GPI Founders Split, Focus on Building New LA Distributing Co.

The founders of entrepreneurial Southern California distribution company Gourmet Purveyors International have left the business and started a new, Los Angeles-focused enterprise.

They are looking for new brands, as well, to fill out a roster that already includes Marley Beverages, Taste Nirvana coconut water, Coke’s IllyCaffe coffee line, Cabana Lemonades, Nika Water and CSD offerings by Reed’s.

The third co-founder of GPI, Jon Paul Chevalier, has retained the company and continues to operate the original company. But the partners split over territory expansion.

“We decided we wanted to go an inch wide and a mile deep,” said Richard Medina, one of the two young co-founders of L.A. Distributing Company, which started up in late January. The pair pooled their savings to start the company.

By focusing primarily on Los Angeles – where the pair have developed strong ties to independent and chain accounts, they say – they hope to be able to help small brands reach critical mass. The company also carries strong snack brands like PopChips and Food Should Taste Good.

The founders hope to use the popular snack brands as well as its Marley and Reed’s ties to help them get smaller brands in the door of area retailers.

“We’re looking to take on at least a dozen new brands,” Medina, 28, told BevNET.

The Southern California market has been changing in recent months with the reported shaky footing of San Diego’s Five Star Beverage – a company in which L.A. distributing giant Tony Haralambos had an investment stake — and the withdrawal from Los Angeles of Energized.

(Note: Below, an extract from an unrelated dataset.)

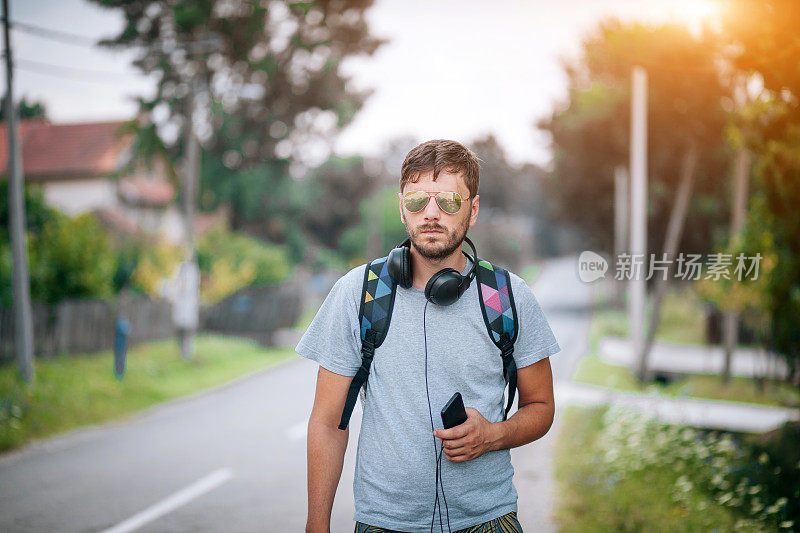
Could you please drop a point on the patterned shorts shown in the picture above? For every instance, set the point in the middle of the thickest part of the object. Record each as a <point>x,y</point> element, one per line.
<point>507,523</point>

So what does L.A. Distributing have that other wholesalers don’t? According to Medina, it’s the knowledge of the area and its key accounts – the ones that can help ignite a new product that carries a chain authorization but remains little-known in the city. In March it took over primary NA responsibilities for Los Angeles-based Miller Coors beer distributor Classic Distributing and Beverage Group, and the entrée into more accounts through that partnership should also help new brands, according to Medina.

“They liked that we’re young, passionate guys,” he said, noting that his partner, Arthur Flores, is also under 30 –“So we made a partnership to get those brands on board. We want to slowly cover all of L.A.”

Of course, Haralambos Beverage Co., which has owned that area for years, building brands like Vitaminwater,   as well as up-and-comers like Bai, Activate, and Neuro, is a large competitor. Indeed, the new owners of L.A. Distributing sub-contracted deliveries from Haralambos over the course of their attempts at growing GPI.

“Haralambos is a great company,” Medina said. “We just want to offer an alternative and we hope we can do that.”